CodeQL is still part of the repository's security posture, but it remains a
non-required analysis lane in the current branch-protection contract. Keep it
SHA-pinned and visible on pushes and pull requests, but do not treat it as the
default merge gate unless the maintainers explicitly tighten that policy later.
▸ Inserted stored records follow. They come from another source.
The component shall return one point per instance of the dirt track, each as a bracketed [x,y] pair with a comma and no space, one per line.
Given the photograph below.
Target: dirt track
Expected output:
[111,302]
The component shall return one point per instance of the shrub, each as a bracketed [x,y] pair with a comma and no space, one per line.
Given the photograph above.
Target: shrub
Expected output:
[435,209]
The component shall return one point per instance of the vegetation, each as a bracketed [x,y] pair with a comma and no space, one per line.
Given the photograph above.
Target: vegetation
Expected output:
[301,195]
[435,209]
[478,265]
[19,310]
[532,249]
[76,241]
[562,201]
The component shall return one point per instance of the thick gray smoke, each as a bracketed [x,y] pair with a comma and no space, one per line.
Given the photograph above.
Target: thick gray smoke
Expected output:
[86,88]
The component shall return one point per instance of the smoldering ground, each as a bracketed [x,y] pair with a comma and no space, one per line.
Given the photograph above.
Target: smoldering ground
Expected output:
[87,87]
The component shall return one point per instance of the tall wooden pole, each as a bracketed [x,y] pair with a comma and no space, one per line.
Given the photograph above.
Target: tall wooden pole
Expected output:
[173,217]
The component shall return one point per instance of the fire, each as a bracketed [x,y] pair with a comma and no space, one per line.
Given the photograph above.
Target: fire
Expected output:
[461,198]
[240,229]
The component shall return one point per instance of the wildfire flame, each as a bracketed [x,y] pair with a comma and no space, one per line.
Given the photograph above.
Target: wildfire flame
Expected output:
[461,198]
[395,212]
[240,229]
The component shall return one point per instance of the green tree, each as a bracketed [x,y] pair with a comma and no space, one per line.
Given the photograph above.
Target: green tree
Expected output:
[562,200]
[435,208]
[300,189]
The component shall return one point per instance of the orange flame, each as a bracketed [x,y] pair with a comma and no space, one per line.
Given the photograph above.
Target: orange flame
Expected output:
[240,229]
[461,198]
## GitHub Settings Checklist

These checks live partly outside the tracked tree, so keep them in a maintainer
checklist instead of pretending they are repo-side facts:

- Verify that the current Topics list still matches the repository positioning
- Upload and re-check the custom social preview from the GitHub repository
  Settings UI after any `assets/social/` change. Treat REST
  `open_graph_image_url` as the custom-upload signal; the GraphQL
  `openGraphImageUrl` field can still expose a generated repository card.
- Confirm that the current release page includes the expected synthetic public
  demo asset before describing it as live

When you change release-facing or storefront-facing claims, verify the live
GitHub state first instead of trusting a local branch snapshot from memory.
Treat the canonical public truth as:

- the live `main` branch on GitHub
- the live GitHub Releases page
- the current GitHub repository settings and branch protection state

If repo-side docs disagree with the live GitHub state, update the docs in the
same change that resolves the drift. Do not leave stale release or storefront
claims behind for a later cleanup.

Lower-level release drills may still be useful:

```bash
"$HOME/.cache/codex_scans/scancode-py313/bin/scancode" \
  --license \
  --copyright \
  --classify \
  --summary \
  --strip-root \
  --ignore '.git*' \
  --ignore '.venv*' \
  --ignore '.pytest_cache*' \
  --ignore '.runtime-cache*' \
  --ignore '.cache*' \
  --ignore 'cache*' \
  --ignore 'logs*' \
  --ignore 'log*' \
  --ignore 'output*' \
  --ignore 'examples*' \
  --json-pp .runtime-cache/scancode/repo-scan.json \
  .
gh api 'repos/xiaojiou176-open/notes-recover'
gh api 'repos/xiaojiou176-open/notes-recover/branches/main/protection'
gh api 'repos/xiaojiou176-open/notes-recover/secret-scanning/alerts?per_page=100'
gh api 'repos/xiaojiou176-open/notes-recover/security-advisories?state=all'
```

## Optional Surface Boundary

The optional surface contract is intentionally narrow:

- `dashboard` and `carve` are opt-in capability areas
- `mcp` is an opt-in protocol surface
- `docker`, `sqlite_dissect`, `strings`, and `binwalk` are optional local tool
  integrations
- those tools and extras are not part of the default baseline guarantee
- treat them as opt-in integrations instead of part of the default baseline

If you add a new optional surface, add a smoke gate for it instead of silently
expanding the baseline job.

## Guidelines

- Work only on copies of Apple Notes data, never on the live original store.
- Keep changes surgical and evidence-based.
- Update `README.md`, `CONTRIBUTING.md`, `SECURITY.md`, `SUPPORT.md`,
  `AGENTS.md`, or `CLAUDE.md` when the public contract changes.
- Avoid committing local artifacts, logs, recovered data, or AI work
  directories.
- Keep `.env.example` aligned with any documented environment inputs.

## Pull Requests

- Explain the user-facing or repo-policy change.
- List the exact verification commands you ran.
- Call out validation gaps or environment-specific assumptions.
- Keep unrelated refactors out of the same PR.